Our Objectives

Our laboratory studies the coordination between cell-cell adhesion and gene expression, a fundamental process in the formation of multicellular organisms. 

Signaling by cell-cell adhesion is central for cellular and tissue morphogenesis, and alterations in adhesion-mediated signaling are characteristic to the later stages of cancer progression when cancer cells invade into neighboring tissues and metastasize.  We investigate the changes in the coordination between cell adhesion and gene regulation during invasive-metastatic colon cancer development.  

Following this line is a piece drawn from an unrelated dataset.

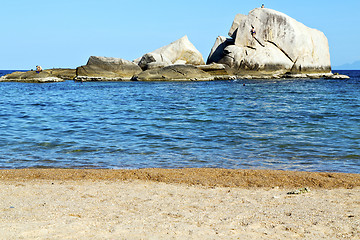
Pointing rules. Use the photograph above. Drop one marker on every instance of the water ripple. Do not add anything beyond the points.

As a model system, we are studying the Wnt/ß-catenin signaling pathway since ß-catenin plays a dual role in the cell: on the one hand it is involved in cell-cell adhesion by linking cadherin cell-cell adhesion receptors to the actin cytoskeleton, and in addition, it can act as the key effector of the Wnt signaling pathway by being a co-transcriptional activator in the nucleus together with TCF.

Beta catenin image

The dual role of ß-catenin in cell-cell adhesion and transcription

Adherens junctions (AJ) assemble via interactions between the extracellular domain of cadherins on adjacent cells. The cytoplasmic domain of cadherins is bound to ß-catenin (ß) or plakoglobin (Pg) that link it to the actin cytoskeleton via α-catenin (α). In the absence of Wnt signaling, cytoplasmic ß-catenin is phosphorylated by a multiprotein complex containing casein kinase I (CKI), glycogen synthase kinase 3ß (GSK), adenomatous polyposis coli (APC) and Axin, which target it for ubiquitination and degradation by the proteasome. Wnt signaling is activated upon binding of the Wnt ligand to the Frizzled (Frz) receptor. This inhibits ß-catenin phosphorylation by GSK, and results in ß-catenin accumulation and its translocation into the nucleus, where it forms a complex with transcription factors of the LEF/TCF family to activate the transcription of various target genes.

The Wnt/ß-catenin pathway is aberrantly activated in over 90% of human colorectal cancer (CRC) patients, and to varying extents in all other types of cancer.  A key question in Wnt/ß-catenin signaling in CRC cancer is the discovery of ß-catenin-TCF target genes that are aberrantly activated during CRC progression and their function in cancer development.  We ask which genes are activated and whether the function of these genes involves conferring an epithelial to mesenchymal transition (EMT) with cancer stem cell properties.

We apply a variety of molecular genetics and cell biological approaches employing genetically modified human CRC cells, mouse models of CRC metastasis to the liver, immunohistochemical and gene array analysis of Wnt/ß-catenin target gene expression in samples of human CRC tissue.  We expect that our studies aimed to unravel the molecular mechanisms involved in CRC invasion and metastasis will provide novel markers for both diagnosis and therapy.